CSI Bordeaux: Wine Detective Solves Multimillion-Dollar Case

Jun 19, 2014

(Forbes) - The Boston affair was the first high-profile assignment for Michael Egan–dubbed “The Wine Detective” by the New York tabloids when, last December, he helped the FBI break the U.S.’ biggest wine counterfeiting case–and it was a doozy. Tech entrepreneur Russell Frye of Frye Computer Systems had put a portion of his collection up for sale through Sotheby’s in New York in 2006. Billed as “The Magnificent Cellar of Russell H. Frye,” it rang up $7.8 million, at that time the second-highest total ever for a Sotheby’s wine auction. From Frye’s point of view there was just one massive, bloated fly in the decanter: the estimated $3 million of his other wines Sotheby’s had shied away from.

The bottles that greeted Egan in Frye’s Boston storage facility were beyond trophies. The assemblage included, among other extreme rarities, an 1811 Château Lafite, three bottles of 1847 Château d’Yquem and two magnums of 1921 Château Pétrus. Though he wasn’t told which wines Sotheby’s had refused, Egan rather quickly realized that Frye had a big problem: All of those bottles, and many others purchased from the same source, were fakes.

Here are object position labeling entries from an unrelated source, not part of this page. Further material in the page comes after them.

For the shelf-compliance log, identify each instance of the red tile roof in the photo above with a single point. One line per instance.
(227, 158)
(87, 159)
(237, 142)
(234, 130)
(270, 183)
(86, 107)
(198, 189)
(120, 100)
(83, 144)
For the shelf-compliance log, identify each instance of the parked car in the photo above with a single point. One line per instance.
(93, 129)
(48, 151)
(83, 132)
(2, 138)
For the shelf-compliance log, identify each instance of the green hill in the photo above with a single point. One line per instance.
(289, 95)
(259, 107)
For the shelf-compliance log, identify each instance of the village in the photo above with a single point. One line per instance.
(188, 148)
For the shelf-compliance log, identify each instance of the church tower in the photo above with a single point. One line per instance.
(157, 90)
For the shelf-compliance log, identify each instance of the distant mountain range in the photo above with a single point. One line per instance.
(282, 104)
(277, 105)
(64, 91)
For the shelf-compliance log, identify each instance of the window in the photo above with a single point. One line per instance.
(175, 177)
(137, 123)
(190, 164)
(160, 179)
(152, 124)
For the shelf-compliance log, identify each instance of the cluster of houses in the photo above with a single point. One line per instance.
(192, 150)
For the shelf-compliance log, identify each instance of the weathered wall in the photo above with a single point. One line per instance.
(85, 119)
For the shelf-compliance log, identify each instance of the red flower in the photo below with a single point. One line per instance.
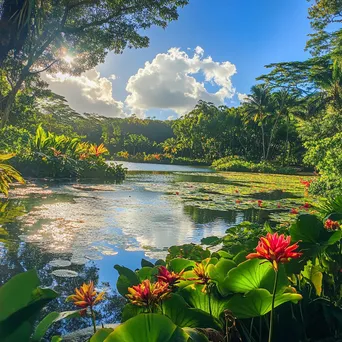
(147, 294)
(275, 248)
(202, 275)
(331, 225)
(168, 277)
(86, 296)
(306, 183)
(306, 206)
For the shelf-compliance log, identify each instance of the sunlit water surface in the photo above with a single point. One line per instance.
(91, 227)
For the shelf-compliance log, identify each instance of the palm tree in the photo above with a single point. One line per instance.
(286, 104)
(258, 108)
(331, 84)
(8, 174)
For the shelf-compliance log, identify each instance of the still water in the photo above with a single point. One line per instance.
(73, 233)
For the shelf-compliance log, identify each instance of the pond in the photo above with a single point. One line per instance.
(73, 233)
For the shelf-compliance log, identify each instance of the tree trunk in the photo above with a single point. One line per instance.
(9, 101)
(287, 155)
(271, 137)
(263, 142)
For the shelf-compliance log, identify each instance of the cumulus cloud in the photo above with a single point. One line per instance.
(242, 97)
(88, 92)
(168, 82)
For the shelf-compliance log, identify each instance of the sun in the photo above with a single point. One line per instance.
(68, 59)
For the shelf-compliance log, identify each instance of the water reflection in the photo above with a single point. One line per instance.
(228, 218)
(103, 225)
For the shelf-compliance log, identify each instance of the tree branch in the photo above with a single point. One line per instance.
(98, 22)
(49, 66)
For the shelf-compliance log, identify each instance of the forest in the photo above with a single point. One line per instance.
(259, 281)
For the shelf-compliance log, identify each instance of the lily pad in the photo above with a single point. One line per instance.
(64, 273)
(79, 261)
(59, 263)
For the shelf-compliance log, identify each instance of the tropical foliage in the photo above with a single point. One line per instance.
(47, 154)
(259, 285)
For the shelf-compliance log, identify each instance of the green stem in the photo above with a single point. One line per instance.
(272, 310)
(93, 318)
(209, 300)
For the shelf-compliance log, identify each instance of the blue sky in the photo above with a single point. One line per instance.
(247, 33)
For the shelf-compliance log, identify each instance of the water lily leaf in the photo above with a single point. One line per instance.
(65, 273)
(180, 264)
(60, 263)
(224, 254)
(188, 251)
(78, 261)
(130, 310)
(56, 339)
(146, 263)
(211, 241)
(314, 275)
(50, 319)
(127, 278)
(21, 301)
(240, 257)
(253, 274)
(335, 237)
(219, 272)
(195, 335)
(182, 315)
(160, 262)
(258, 302)
(307, 229)
(148, 328)
(101, 335)
(147, 273)
(14, 296)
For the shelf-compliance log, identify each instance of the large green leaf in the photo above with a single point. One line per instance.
(50, 319)
(307, 229)
(130, 310)
(218, 273)
(101, 335)
(314, 275)
(21, 301)
(180, 264)
(188, 251)
(194, 296)
(148, 328)
(253, 274)
(17, 293)
(127, 278)
(182, 315)
(195, 336)
(147, 273)
(258, 302)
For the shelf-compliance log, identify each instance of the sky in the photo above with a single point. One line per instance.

“They just didn’t look right,” Egan remembers now. And he would know. By the time he launched Bordeaux-based Michael Egan Fine Wine Expert in 2005, the British-born Egan had already put in 24 years at Sotheby’s in London, rising to become a director of the wine department and responsible for rounding up bottles for sale from the Continent. “I was traveling around France, Belgium, Germany and Holland looking at these magnificent family cellars that hadn’t been moved since the 1920s or even earlier,” he says. “It was a great way to see how the patina of age would affect a label over time and what real bottles would feel like and look like.”